Включение «низкой» и бытовой лексики в газели «высокой» тематики (мистической, философско-умозрительной) также является одной из особенностей поэтической манеры Саиба:
Если рука твоя не дотягивается до плодов пальмы надежды,
Постарайся, чтобы на ступнях твоих ног появилось
несколько мозолей.
(Перевод Н.И. Пригариной)
Или:
Мир – это высосанная кость, Саиб,
Брось эту кость собаке!
(Перевод Н.И. Пригариной)
Примером включения инородной лексики в ткань газели, образцом для которой послужило мистическое по своему настрою стихотворение Хафиза, может служит такой «ответ» Саиба.
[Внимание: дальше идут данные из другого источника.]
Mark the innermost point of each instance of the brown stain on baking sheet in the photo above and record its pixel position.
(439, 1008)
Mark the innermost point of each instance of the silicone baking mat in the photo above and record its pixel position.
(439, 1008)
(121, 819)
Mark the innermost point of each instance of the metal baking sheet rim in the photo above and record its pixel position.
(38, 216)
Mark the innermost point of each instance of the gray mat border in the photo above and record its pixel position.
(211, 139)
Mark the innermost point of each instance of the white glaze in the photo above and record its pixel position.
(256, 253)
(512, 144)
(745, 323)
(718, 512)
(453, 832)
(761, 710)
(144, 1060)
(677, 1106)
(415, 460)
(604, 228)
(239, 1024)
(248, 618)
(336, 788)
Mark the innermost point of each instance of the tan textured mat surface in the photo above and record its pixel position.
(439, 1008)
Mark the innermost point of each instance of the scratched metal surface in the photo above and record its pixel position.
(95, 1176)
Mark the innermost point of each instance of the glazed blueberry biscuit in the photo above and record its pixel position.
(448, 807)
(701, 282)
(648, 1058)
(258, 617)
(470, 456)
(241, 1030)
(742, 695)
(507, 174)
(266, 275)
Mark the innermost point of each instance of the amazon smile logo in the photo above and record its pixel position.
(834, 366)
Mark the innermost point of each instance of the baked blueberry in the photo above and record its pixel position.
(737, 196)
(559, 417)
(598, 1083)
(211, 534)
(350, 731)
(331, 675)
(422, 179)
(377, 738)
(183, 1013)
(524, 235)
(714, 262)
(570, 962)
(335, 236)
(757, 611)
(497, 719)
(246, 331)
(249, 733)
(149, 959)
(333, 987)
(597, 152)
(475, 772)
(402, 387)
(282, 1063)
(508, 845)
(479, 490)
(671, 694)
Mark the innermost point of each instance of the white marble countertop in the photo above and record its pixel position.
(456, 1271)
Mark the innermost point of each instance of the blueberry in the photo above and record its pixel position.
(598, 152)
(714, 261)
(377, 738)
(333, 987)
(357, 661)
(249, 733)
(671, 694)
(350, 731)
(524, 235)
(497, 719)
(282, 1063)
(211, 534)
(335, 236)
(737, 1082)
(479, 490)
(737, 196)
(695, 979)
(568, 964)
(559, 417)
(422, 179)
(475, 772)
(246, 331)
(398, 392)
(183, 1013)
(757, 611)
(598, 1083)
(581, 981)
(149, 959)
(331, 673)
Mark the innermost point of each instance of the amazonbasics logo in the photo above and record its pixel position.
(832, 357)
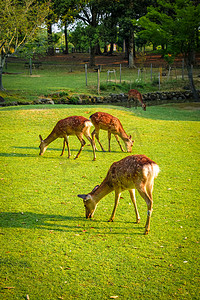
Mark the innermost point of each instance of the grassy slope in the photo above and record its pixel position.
(50, 251)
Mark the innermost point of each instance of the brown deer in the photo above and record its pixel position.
(137, 96)
(113, 125)
(130, 173)
(75, 125)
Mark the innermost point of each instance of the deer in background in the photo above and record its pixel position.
(136, 96)
(75, 125)
(113, 125)
(133, 172)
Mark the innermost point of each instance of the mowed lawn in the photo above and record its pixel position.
(50, 251)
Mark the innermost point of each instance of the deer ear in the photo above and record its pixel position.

В нем нет прямых перекличек с мотивами исходной газели, а имеющиеся словесно-образные отголоски (муха – магас, караванный колокольчик – джарас, спешащий на зов – фарйадрас) помещены в совершенно иной контекст:
Каждый сластолюбец начнет претендовать на любовь.
Еще бы! Ведь хвататься за голову умеет каждая муха.
Ныряльщик тот, кто положит на ладонь жемчужину, иначе
Каждая щепка объявит себя пловцом в этом Море.
Если узнаешь о моем измученном сердце,
Поднеси к губам зеркало, чтобы узнать, дышу ли я.
Куда же так спешат весенние дни,
Что от каждого бутона исходит звук караванного колокольца!
Аскет радуется тому, что уловляет сердца простолюдинов,
Паук возвращается с охоты на мух.
Эй, сипанд (рута – М.Р., А.А.), сорви с уст печать молчания,
Ты только посмотри, какой удивительный огонь поспешит
на твой зов!
Саиб, это та газель сладкопевного Хафиза:
«Добрая весть, о сердце! Грядет она с дыханием Масиха[36]».
(Перевод Н.И. Пригариной)
Уже в начальном бейте газели можно наблюдать заметное снижение стиля, поскольку традиционный жест отчаяния влюбленного, хватающегося за голову, уподоблен движениям мухи, потирающей свою головку лапками. Тема газели – истинная и ложная любовь, чистосердечие и притворство, реализуется через сопоставления ловца жемчуга со щепкой, плавающей на поверхности воды, а лицемерного аскета – с пауком, плетущим сети для ловли мух. К точным визуальным образам относится сравнение бутона цветка по форме с колокольчиком, который привязывают на шею верблюду. Отметим также, что, подобно исходной газели Хафиза, газель Саиба относится по композиционному типу к категории параканда, т. е. не имеет логической или образной связи между бейтами – они соединены более тонкими ассоциациями, лежащими на уровнях толкования, подтекста.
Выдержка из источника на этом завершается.